Function 'MseLossBackward' returned nan values in its 0th output

I am fighting this error for few hours now.
It happens during the first epoch after at about 5 minutes of running of train (about 100 batches). ipdb is not stopping. I checked the inputs, it has no Nans.

This is the loss. I tried to wrap it with ipdb to catch the error, but it is not triggered.

import ipdb

class RMSLELoss(nn.Module):
    def __init__(self):
        super().__init__()
        self.mse = nn.MSELoss()
        
    def forward(self, pred, actual):
        #print(pred,actual)
        res = torch.sqrt(self.mse(pred,actual))
        if torch.isnan(pred).sum().item()>0:
            ipdb.set_trace()
        if torch.isnan(res).sum().item()>0:
            ipdb.set_trace()
        return res

criterion = RMSLELoss()

I think that after a few iterations I am getting a float(-inf) somewhere, but I am outputting the weights and to weights&biases and they seems normal.
If I understand correctly, the error happens in the backward pass, so how can I debug that?

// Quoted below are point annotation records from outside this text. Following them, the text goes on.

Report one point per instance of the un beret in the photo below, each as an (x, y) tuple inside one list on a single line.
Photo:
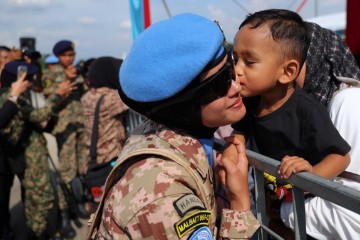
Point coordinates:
[(51, 59), (11, 67), (62, 46), (168, 55)]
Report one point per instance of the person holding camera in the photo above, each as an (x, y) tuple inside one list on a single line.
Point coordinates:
[(26, 151), (68, 127)]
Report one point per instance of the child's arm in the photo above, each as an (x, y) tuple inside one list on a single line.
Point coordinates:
[(331, 166)]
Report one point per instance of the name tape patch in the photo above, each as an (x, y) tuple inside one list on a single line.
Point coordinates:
[(199, 218), (187, 203), (202, 233)]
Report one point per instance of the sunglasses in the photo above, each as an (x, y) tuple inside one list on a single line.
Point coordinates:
[(208, 90)]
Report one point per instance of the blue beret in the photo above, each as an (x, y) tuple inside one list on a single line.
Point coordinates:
[(51, 59), (168, 55), (62, 46), (11, 67)]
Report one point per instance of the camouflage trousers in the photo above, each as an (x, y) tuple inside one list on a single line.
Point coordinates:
[(72, 160), (39, 194)]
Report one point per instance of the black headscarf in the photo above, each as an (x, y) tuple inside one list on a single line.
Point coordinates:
[(328, 56), (104, 72)]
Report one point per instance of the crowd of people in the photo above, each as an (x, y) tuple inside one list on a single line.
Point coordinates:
[(287, 90), (67, 114)]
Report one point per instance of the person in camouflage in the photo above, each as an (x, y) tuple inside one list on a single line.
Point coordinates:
[(23, 139), (179, 75), (69, 127), (7, 111), (104, 81)]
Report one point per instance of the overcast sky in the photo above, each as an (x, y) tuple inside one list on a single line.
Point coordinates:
[(103, 27)]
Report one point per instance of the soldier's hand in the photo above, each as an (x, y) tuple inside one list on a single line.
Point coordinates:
[(66, 87), (235, 177), (20, 86)]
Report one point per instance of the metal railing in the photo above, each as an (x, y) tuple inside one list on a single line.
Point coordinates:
[(301, 182)]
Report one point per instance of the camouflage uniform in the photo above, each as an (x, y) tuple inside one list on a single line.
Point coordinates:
[(111, 131), (69, 129), (162, 188), (25, 134)]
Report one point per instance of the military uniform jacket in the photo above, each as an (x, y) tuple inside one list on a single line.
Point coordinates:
[(162, 188)]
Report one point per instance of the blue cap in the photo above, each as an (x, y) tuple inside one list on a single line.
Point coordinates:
[(62, 46), (52, 59), (11, 67), (168, 56)]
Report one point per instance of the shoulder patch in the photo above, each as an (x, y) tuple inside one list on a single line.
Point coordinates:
[(187, 203), (202, 233), (199, 218)]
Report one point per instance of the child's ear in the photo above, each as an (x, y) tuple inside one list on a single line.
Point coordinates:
[(290, 71)]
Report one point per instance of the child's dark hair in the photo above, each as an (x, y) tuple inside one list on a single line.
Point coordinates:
[(286, 27)]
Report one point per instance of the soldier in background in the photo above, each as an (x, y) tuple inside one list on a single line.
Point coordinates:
[(68, 128), (26, 147)]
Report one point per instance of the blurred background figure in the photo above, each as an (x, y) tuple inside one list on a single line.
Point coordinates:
[(26, 147), (50, 62), (68, 128), (103, 78)]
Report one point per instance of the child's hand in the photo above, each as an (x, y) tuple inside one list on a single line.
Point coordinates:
[(293, 164), (230, 151), (235, 177)]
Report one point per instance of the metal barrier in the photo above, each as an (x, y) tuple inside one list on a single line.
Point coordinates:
[(301, 182)]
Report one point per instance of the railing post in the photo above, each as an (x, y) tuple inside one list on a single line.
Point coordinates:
[(260, 202), (299, 213)]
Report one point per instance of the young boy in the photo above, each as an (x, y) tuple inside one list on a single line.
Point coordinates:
[(282, 122)]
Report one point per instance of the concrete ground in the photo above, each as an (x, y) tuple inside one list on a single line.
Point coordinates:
[(16, 207)]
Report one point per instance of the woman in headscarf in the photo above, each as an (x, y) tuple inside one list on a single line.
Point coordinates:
[(103, 77), (331, 75)]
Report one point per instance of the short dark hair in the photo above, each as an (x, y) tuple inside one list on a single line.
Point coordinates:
[(286, 27)]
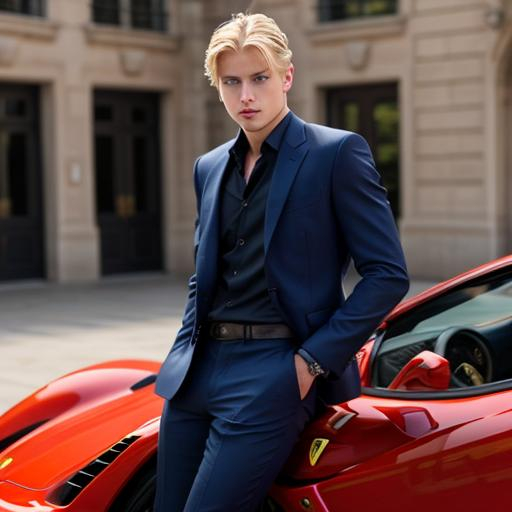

It seems that this issue doesn’t happen when running with less data. I run 10 epochs with 5000 samples, and 20 epochs with 500 samples. Both of them seems ok, and the loss is reducing for train and validation

The model is a combination of CNN and a categorical features. I normalized both the images and the features

See below the weights and biases from the layers.

{
                    'epoch': epoch+1,
                    'step': step ,
                    'data0' : data[0].sum(),
                    'data1' : data[1].sum(),
                    
                    'cc1w' : model.conv1.weight.sum().detach().cpu().item(),
                    'cc2w' : model.conv2.weight.sum().detach().cpu().item(),
                    'cc3w' : model.conv3.weight.sum().detach().cpu().item(),
                    'cc4w' : model.conv4.weight.sum().detach().cpu().item(),

                    'cc1b' : model.conv1.bias.sum().detach().cpu().item(),
                    'cc2b' : model.conv2.bias.sum().detach().cpu().item(),
                    'cc3b' : model.conv3.bias.sum().detach().cpu().item(),
                    'cc4b' : model.conv4.bias.sum().detach().cpu().item(),

                    
                    'fc1w' : model.fc1.weight.sum().detach().cpu().item(),
                    'fc1b' : model.fc1.bias.sum().detach().cpu().item(),
                    'fc2w' : model.fc2.weight.sum().detach().cpu().item(),
                    'fc2b' : model.fc2.bias.sum().detach().cpu().item(),
                    'fc3w' : model.fc3.weight.sum().detach().cpu().item(),
                    'fc3b' : model.fc3.bias.sum().detach().cpu().item(),
                    'fc4w' : model.fc4.weight.sum().detach().cpu().item(),
                    'fc4b' : model.fc4.bias.sum().detach().cpu().item(),
                  } 

How do you suggest me to continue from here?

Your loss might get a zero value, which would create an Inf or NaN gradient:

x = torch.randn(1, 1, requires_grad=True)
y = torch.zeros(1, 1)
criterion = nn.MSELoss()

loss = torch.sqrt(criterion(x * 0, y))
loss.backward()
print(x.grad)
> tensor([[nan]])

You could add a small eps value to the torch.sqrt calculation to avoid it.